Ibaratnya, orang belajar masak bukan lagi dari buku resep, tapi sekadar menonton video berdurasi satu menit. Mereka lihat bahan dilempar ke wajan, api menyala, makanan jadi. Tanpa tahu takaran, tanpa mengerti proses, tanpa memahami kenapa langkah itu harus dilakukan. Begitu masakan gagal, mereka bingung. Begitu video berikutnya berbeda langkahnya, mereka tambah bingung.
Fenomena ini bukan cuma soal cara belajar, tapi soal pola pikir. Tanpa membaca, tanpa proses menyusun kata dan makna, pikiran kita jadi malas bertanya. Kita terbiasa menerima apa yang disajikan, tidak kritis, tidak skeptis. Kalau algoritma berhenti, kalau teknologi lumpuh, kita seperti kehilangan kompas. Tumpul. Bingung harus mulai dari mana.
Di tengah dominasi visual dan algoritma yang menentukan arah pandang kita, tulisan adalah senjata terakhir. Dengan membaca dan menulis, kita memegang kendali penuh atas pikiran kita sendiri. Kita diajak berhenti sejenak, meresapi makna, membedah informasi, dan tidak hanya menjadi konsumen pasif.
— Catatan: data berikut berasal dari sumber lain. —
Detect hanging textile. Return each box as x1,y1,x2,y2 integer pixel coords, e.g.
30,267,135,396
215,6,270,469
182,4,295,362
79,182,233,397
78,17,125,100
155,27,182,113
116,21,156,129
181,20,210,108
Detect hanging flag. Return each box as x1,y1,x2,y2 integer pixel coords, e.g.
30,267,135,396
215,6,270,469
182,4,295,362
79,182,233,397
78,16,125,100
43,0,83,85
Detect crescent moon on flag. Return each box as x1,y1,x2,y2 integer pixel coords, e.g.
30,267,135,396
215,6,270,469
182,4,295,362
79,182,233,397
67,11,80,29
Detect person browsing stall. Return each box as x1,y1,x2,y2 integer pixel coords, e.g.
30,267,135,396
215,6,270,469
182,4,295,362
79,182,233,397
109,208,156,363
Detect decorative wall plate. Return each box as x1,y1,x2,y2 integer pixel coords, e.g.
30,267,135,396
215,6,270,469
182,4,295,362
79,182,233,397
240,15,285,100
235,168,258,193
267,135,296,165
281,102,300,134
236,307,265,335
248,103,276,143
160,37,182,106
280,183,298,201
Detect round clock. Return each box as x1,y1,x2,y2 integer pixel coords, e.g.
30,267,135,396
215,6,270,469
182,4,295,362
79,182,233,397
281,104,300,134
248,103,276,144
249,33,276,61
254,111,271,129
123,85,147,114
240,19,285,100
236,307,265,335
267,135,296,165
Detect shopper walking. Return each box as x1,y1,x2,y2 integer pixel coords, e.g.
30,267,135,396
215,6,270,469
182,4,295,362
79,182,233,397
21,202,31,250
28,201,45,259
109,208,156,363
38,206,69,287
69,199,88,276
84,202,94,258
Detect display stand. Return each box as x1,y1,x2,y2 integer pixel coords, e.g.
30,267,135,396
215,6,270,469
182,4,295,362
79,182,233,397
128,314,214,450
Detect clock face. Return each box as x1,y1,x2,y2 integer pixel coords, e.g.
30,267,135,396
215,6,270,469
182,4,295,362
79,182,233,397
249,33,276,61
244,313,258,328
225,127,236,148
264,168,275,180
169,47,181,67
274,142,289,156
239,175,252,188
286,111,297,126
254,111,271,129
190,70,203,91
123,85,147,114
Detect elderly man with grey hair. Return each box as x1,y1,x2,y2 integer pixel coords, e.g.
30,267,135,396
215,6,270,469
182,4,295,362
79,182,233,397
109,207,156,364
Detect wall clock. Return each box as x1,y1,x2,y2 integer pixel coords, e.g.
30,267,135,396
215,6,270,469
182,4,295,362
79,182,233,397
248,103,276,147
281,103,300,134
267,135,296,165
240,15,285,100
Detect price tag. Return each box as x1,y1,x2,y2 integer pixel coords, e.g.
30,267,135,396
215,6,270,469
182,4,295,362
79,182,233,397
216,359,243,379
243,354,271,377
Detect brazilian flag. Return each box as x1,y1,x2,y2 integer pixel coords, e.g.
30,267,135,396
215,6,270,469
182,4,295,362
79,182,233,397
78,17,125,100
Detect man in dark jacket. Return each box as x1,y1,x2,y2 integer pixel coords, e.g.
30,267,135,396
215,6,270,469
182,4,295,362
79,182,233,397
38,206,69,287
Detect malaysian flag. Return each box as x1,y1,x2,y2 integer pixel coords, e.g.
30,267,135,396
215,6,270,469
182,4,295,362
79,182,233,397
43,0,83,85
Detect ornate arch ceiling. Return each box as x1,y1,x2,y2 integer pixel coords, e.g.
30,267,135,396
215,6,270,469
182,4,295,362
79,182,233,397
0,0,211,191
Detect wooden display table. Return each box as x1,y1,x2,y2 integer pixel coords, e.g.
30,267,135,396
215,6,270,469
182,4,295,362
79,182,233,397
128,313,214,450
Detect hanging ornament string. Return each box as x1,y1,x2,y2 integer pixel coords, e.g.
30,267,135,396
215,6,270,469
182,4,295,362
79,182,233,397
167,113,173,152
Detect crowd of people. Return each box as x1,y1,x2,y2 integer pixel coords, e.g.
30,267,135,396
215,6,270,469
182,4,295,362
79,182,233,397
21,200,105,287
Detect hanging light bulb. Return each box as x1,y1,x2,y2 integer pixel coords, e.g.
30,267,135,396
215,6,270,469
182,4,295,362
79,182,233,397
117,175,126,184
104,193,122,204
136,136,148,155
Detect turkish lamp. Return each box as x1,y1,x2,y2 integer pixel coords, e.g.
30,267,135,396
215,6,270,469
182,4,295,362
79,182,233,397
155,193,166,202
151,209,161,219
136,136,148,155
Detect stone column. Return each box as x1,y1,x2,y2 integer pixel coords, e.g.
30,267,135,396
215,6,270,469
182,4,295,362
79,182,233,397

Karena itu, jangan biarkan rasa dalam tulisan hilang, seperti makanan tanpa bumbu. Jangan biarkan pikiran kita dimanjakan oleh kenyamanan visual tanpa dasar logika. Di balik setiap kata yang kita rangkai dan resapi, ada kekuatan untuk tetap tajam, tetap berpikir, dan tetap menjadi manusia yang sadar, bukan sekadar penonton algoritma.
Sebab, ketika layar mati, kata-kata adalah cahaya terakhir.